I've been doing most of the testing on v14, the v14->v13 testing was just to ensure edge cases. In any event this does NOT appear to be a v13 bug as the OTR always works flawlessly on v13, it seems to be clearly a result of something added in < 14.0.1

This also does NOT appear to be a key generation bug as I have waited upwards of 8 minutes for the problem to resolve without success, and then immediately after force stopping and relaunching the application OTR initiates instantaneously.

The message receipts happened after I initiated an OTRed conversation, received several encrypted messages I could read and then sent several which were delivered but unreadable to my recipient, not sure if this is unrelated

[knoy]

This issue is still really crippling any use of chatsecure. I'm having troubles understanding why you are having problems reproducing this bug as it's affected every person I know who's updated to v14. Anytime the app is updated to a new version (i.e: a new debug build) all the active chats become instantly affected and reboots and force stops do not fix.

[eighthave]

@n8fr8 ok, following up on the XMPP resources, have OTR Instance Tags been implemented in v14? or is there something else happening with XMPP resources? I just had a session where ChatSecure was not receiving messages at all, and it seemed to be related to different XMPP Resources.

[n8fr8]

While you say "works flawlessly on v13" others did not say that, so you see it is a matter of perspective. Absolute statements about what does or does not work are not helpful.

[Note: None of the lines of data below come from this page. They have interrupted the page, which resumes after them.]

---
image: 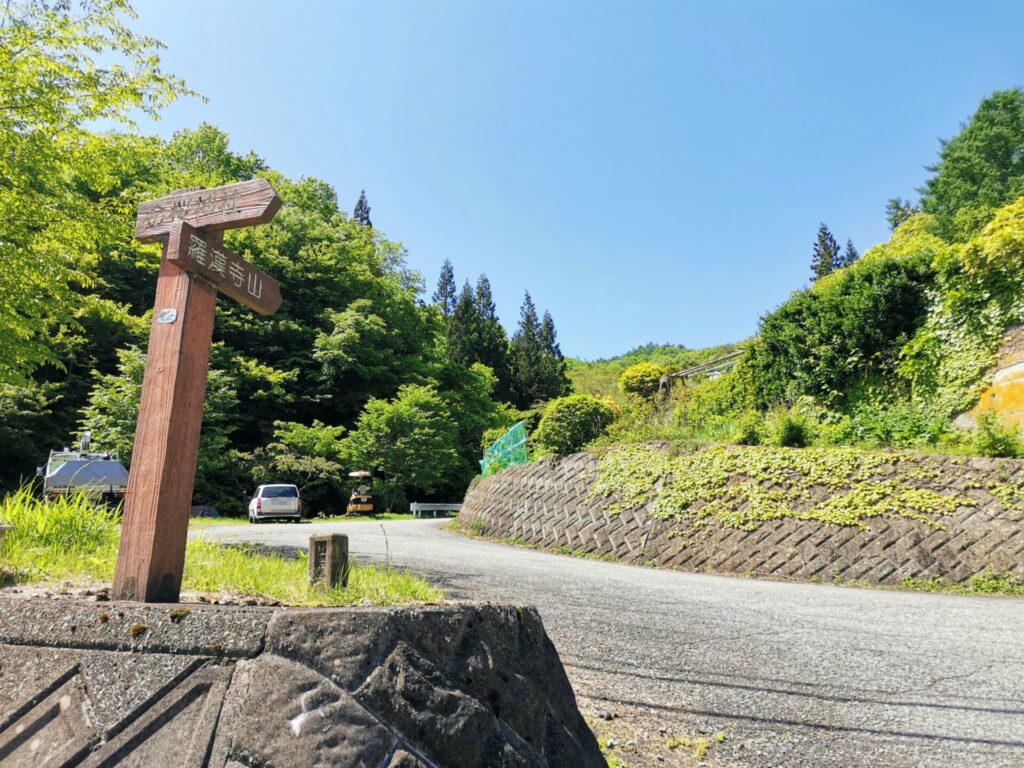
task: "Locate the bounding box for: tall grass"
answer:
[183,539,441,605]
[0,488,442,605]
[0,487,120,581]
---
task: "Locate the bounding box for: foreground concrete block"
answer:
[0,596,604,768]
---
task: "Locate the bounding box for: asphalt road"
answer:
[194,520,1024,768]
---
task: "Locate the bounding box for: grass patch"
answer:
[183,539,442,605]
[0,489,442,605]
[0,488,121,582]
[899,570,1024,597]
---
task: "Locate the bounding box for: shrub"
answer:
[744,252,932,408]
[534,394,613,456]
[732,411,763,445]
[767,409,812,447]
[618,362,668,399]
[972,411,1024,457]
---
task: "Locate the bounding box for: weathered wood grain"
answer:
[114,237,217,602]
[135,178,282,243]
[167,222,281,315]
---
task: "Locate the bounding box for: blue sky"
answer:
[134,0,1024,358]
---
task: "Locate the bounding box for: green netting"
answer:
[480,421,529,477]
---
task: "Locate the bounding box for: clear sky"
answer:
[135,0,1024,358]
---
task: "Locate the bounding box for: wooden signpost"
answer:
[114,179,281,602]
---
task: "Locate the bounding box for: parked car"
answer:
[345,470,374,515]
[249,483,302,522]
[36,430,128,506]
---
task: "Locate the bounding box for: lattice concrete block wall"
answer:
[459,454,1024,584]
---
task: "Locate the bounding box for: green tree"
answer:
[618,362,668,399]
[435,362,512,497]
[81,347,245,512]
[509,291,547,408]
[921,88,1024,242]
[344,385,459,510]
[0,0,189,383]
[431,259,458,318]
[811,222,839,280]
[473,274,510,400]
[253,421,345,516]
[534,394,614,456]
[352,189,374,229]
[836,240,860,269]
[446,282,481,367]
[886,198,921,231]
[743,252,932,409]
[538,311,572,397]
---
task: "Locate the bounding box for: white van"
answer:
[249,483,302,522]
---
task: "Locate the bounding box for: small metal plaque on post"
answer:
[309,534,348,588]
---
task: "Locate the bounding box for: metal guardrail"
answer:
[409,502,462,517]
[660,349,745,389]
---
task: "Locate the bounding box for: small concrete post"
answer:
[309,534,348,587]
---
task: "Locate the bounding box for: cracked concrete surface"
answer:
[202,520,1024,768]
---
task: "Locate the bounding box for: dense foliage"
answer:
[921,88,1024,241]
[0,0,567,513]
[534,394,614,456]
[566,343,734,404]
[618,362,669,398]
[589,89,1024,456]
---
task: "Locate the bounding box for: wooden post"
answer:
[114,244,217,602]
[307,534,348,588]
[114,179,282,602]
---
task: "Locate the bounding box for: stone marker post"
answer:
[309,534,348,587]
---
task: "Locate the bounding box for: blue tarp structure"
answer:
[480,421,529,477]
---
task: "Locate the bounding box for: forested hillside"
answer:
[566,343,734,401]
[570,88,1024,456]
[0,0,568,512]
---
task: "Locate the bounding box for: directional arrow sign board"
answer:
[114,179,281,602]
[135,178,281,243]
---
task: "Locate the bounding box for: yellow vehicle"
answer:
[345,470,374,515]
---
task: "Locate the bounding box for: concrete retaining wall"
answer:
[458,454,1024,584]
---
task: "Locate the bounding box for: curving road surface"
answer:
[193,520,1024,768]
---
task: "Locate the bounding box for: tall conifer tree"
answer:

OTR instance tags are not implemented, as we are not using OTR v3.

XMPP resources could be a cause of this, specifically how the OTR Session object instances are tied to a SessionID instance, and how new sessions are instantiated when the resource changes.

[n8fr8]

As a side note, since 14.0.8.1 I have not had any problems init'ing OTR sessions with any of the non-technical users I communicate with using ChatSecure on a daily basis.

[eighthave]

@n8fr8 I only see v14.0.4 in git, where is the code for the newer releases?

[n8fr8]

oops, sorry brainfart from Orbot versioning. Too many v14s..

[eighthave]

as for v14.0.4, I just got an OTR fail just now, with all of my commits on top of v14.0.4

[devrandom]

In general, I recommend code reviews as a policy. This will reduce regressions and generally improve code quality.

In this particular example, I suspect that the feature where an OTR state is maintained per peer presence was broken at some point in v14.

Personally, I am using an older version for stability.

[n8fr8]

Well, devrandom, you are really missing out then. :)

I agree more code reviews and more eyeballs on all of this are great. eighthave is here to help, and hope we can get you and Lior back on board more. It is never good just to have one person working on so much code, but that was the reality we were in do to time, resources, and more. I hope we can get v14 to the point where you can appreciate all the positive improvements in stability and usability. The fact that my brilliant but non-technical wife is a full time, always encrypted ChatSecure now is the only evidence I need that progress has been made.

[n8fr8]

Regarding that last bit, there may be a server issue here, because most of the people I am communicating with that are non-technical, who are not having any problems are on GMail accounts. This adds some evidence to the fact the issue is related to XMPP resources/addressing and not OTR itself.

[devrandom]

I am always available for code reviews, and would be glad to be more involved in general.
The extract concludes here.